The benefits of taking herbs are known to all of us. But most of us are unaware of the chemistry of herbs. Basically, it implies that what are chemical groups are present in what type of herbs. To know more read on .

We know about herbs and the medicinal values of herbs. Since the ancient age it has been providing an effective cure for many diseases. Now, to be more focused on the usefulness of herbs we need to know the basic chemistry of herbs that interplays within our body.

Herbs are mainly considered as the holistic agents for their functions. They work on various levels of the human system including physical and biochemistry levels.

In spite of the complex functionalities of the herbs, herbalists and pharmacologists have researched a lot to know about the basic ingredients and finally categorized them in accordance with their chemical groups.

Though this approach to herbs is a bit critical, but this is important to understand herbs. Apparently, each and every herb contains a vast range of chemical including water, sugars and inorganic salts along with carbohydrates , proteins and alkaloids.

Basic Chemistry of Herbs

Here, we have mentioned some of the chemical groups present in the herbs and the chemistry of the herbs.

Plant Acids

Some types of feeble organic acids are present in the herbs. The most significant example is citric acid that is present in lemons. The other acids are formic acid and valeric acid those are found in herbs. These organic acids belong to the carbon chain-COOH group.

The aromatic acids are also a significant pharmacological group. The simplest among the aromatic acid is benzoic acid. It is present in various resins and balsams.

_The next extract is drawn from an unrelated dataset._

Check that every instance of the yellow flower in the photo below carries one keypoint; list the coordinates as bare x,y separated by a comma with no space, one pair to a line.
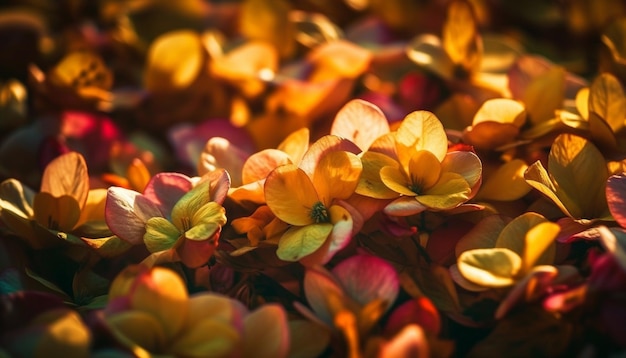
310,201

Alcohols are present in several herbs as oils like menthol in peppermint and geraniol in the scent of rose. Apart from that other common forms of alcohol are waxes, fatty acids those are found in the coatings of the leaves and the other parts of the plants.

Unstable Oils

Most of the unstable oils are generally based on simple molecular structures. These oils are found in some aromatic plants such as peppermint. Eucalyptus oil and garlic oil are also good examples of unstable oils.


A good amount of carbohydrates are present in several herbs. These are found either as in the form of sugar or fructose or glucose or may be as starches. Apple is a very good source of carbohydrates.